En matière de répression des minorités, la Chine fait du sur place. Mais ils sont de plus en plus nombreux ceux qui n’hésitent pas à affronter la prison, voire la mort, pour dire ce qui est : Rebiya Kadeer, mère courage des Ouïgours.
À quoi pense-t-elle, Rebiya Kadeer, en regardant les 3 000 députés de l’Assemblée nationale populaire chinoise devant lesquels, elle s’apprête à prendre la parole ? Est-elle nerveuse ? Anxieuse ? Tremblante ? A-t-elle le moindre doute sur ce qu’elle s’apprête à faire ? Allons ! Elle est bien trop fière pour avouer une quelconque faiblesse. Mais on croit volontiers que son cœur bat la chamade et que cette allure altière qui semble défier tous les hiérarques de Chine cache un trac inédit chez cette combattante-née. C’est la première fois qu’en tant que députée, choisie par le Parti en raison de son fabuleux succès dans les affaires, elle s’exprime dans cet immense Palais du peuple situé sur la place Tiananmen à Pékin, et elle sait pertinemment que ce sera la dernière. Car ce qu’elle va dire est impensable devant pareille instance. C’est du soufre.

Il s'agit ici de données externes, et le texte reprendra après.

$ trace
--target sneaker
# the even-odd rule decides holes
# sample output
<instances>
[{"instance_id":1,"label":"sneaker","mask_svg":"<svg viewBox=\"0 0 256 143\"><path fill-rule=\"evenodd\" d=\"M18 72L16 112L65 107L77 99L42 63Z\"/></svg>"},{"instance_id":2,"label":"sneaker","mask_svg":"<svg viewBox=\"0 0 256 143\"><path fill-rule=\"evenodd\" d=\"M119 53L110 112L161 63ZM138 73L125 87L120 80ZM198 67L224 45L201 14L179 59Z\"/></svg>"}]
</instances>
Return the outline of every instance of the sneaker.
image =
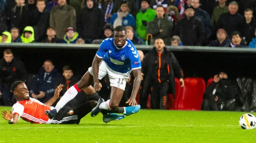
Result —
<instances>
[{"instance_id":1,"label":"sneaker","mask_svg":"<svg viewBox=\"0 0 256 143\"><path fill-rule=\"evenodd\" d=\"M57 110L56 109L54 109L51 110L46 110L44 112L44 114L49 117L50 119L53 119L56 114L57 114Z\"/></svg>"},{"instance_id":2,"label":"sneaker","mask_svg":"<svg viewBox=\"0 0 256 143\"><path fill-rule=\"evenodd\" d=\"M126 107L125 108L126 113L124 114L125 116L130 116L135 114L140 110L140 105L137 105L132 106Z\"/></svg>"},{"instance_id":3,"label":"sneaker","mask_svg":"<svg viewBox=\"0 0 256 143\"><path fill-rule=\"evenodd\" d=\"M103 115L102 119L103 120L103 122L107 123L108 122L110 122L110 121L117 121L120 119L124 119L125 117L125 116L124 115L120 115L116 114L110 113Z\"/></svg>"},{"instance_id":4,"label":"sneaker","mask_svg":"<svg viewBox=\"0 0 256 143\"><path fill-rule=\"evenodd\" d=\"M104 100L103 99L100 98L99 99L99 101L98 102L98 104L96 106L95 106L95 107L92 110L92 112L91 112L91 116L94 117L100 112L100 105L103 102L104 102Z\"/></svg>"}]
</instances>

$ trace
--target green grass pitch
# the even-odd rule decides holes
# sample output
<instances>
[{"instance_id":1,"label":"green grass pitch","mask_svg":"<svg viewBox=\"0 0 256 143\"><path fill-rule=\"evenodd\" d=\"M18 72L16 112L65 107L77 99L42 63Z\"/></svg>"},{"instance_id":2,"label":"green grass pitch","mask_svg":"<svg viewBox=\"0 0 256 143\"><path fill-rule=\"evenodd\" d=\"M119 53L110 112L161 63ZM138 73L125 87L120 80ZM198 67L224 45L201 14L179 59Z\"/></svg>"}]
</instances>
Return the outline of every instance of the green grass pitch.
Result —
<instances>
[{"instance_id":1,"label":"green grass pitch","mask_svg":"<svg viewBox=\"0 0 256 143\"><path fill-rule=\"evenodd\" d=\"M244 113L141 110L107 124L88 114L79 125L9 125L1 118L0 143L256 143L256 129L238 125Z\"/></svg>"}]
</instances>

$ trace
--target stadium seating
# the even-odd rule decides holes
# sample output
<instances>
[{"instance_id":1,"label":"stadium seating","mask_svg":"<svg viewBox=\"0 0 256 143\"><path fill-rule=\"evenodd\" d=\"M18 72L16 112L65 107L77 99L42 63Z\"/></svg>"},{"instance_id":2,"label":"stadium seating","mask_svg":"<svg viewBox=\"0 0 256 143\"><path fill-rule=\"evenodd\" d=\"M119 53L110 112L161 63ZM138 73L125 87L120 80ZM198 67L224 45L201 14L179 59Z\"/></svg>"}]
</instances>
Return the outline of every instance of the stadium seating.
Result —
<instances>
[{"instance_id":1,"label":"stadium seating","mask_svg":"<svg viewBox=\"0 0 256 143\"><path fill-rule=\"evenodd\" d=\"M207 85L206 85L206 87L210 85L210 84L211 83L212 83L212 82L213 81L213 79L214 79L213 78L210 78L208 80L208 81L207 82Z\"/></svg>"},{"instance_id":2,"label":"stadium seating","mask_svg":"<svg viewBox=\"0 0 256 143\"><path fill-rule=\"evenodd\" d=\"M185 87L181 88L178 110L199 110L205 90L205 82L202 78L186 78Z\"/></svg>"}]
</instances>

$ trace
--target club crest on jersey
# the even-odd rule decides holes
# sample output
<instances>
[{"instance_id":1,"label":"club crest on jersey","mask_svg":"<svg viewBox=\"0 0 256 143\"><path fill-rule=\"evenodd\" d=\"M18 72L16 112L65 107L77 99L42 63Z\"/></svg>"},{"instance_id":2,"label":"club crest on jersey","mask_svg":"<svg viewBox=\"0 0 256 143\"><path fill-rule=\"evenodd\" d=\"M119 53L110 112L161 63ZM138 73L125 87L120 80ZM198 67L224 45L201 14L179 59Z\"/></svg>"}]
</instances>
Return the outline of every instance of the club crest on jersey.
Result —
<instances>
[{"instance_id":1,"label":"club crest on jersey","mask_svg":"<svg viewBox=\"0 0 256 143\"><path fill-rule=\"evenodd\" d=\"M121 59L122 60L122 61L125 61L126 59L126 57L125 57L125 55L122 55L122 56L121 56Z\"/></svg>"},{"instance_id":2,"label":"club crest on jersey","mask_svg":"<svg viewBox=\"0 0 256 143\"><path fill-rule=\"evenodd\" d=\"M68 114L71 115L73 115L73 114L74 114L74 110L69 110L69 111L68 111Z\"/></svg>"}]
</instances>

Elle sait qu’elle se condamne.
Bien sûr, comme le veut la règle, elle a transmis aux cadres du Parti il y a plusieurs jours une copie de son supposé discours. Elle y rendait hommage au communisme et à la grande sagesse de ses leaders éclairés. Elle soulignait combien sa région natale du Xinjiang, à l’extrême ouest du pays et autrefois indépendante sous le nom de Turkestan oriental, bénéficiait de l’apport des Chinois qui avaient fourni instruction et richesse aux Ouïgours, peuple autochtone de culture musulmane. Bref, elle flattait outrageusement le pouvoir, disant exactement le contraire de sa pensée pour tromper la censure. Car il s’agissait d’un faux discours ! Le vrai, c’est maintenant qu’ils vont l’entendre, lu par l’interprète officiel qu’elle a rencontré hier soir dans le plus grand secret et qui, dans une minute, va traduire ses propos du ouïgour au chinois. Elle sait que la loi interdit d’interrompre l’orateur une fois son discours entamé. Ce sera donc son grand moment. Le tournant de ma vie, dit-elle aujourd’hui. Un point de non-retour.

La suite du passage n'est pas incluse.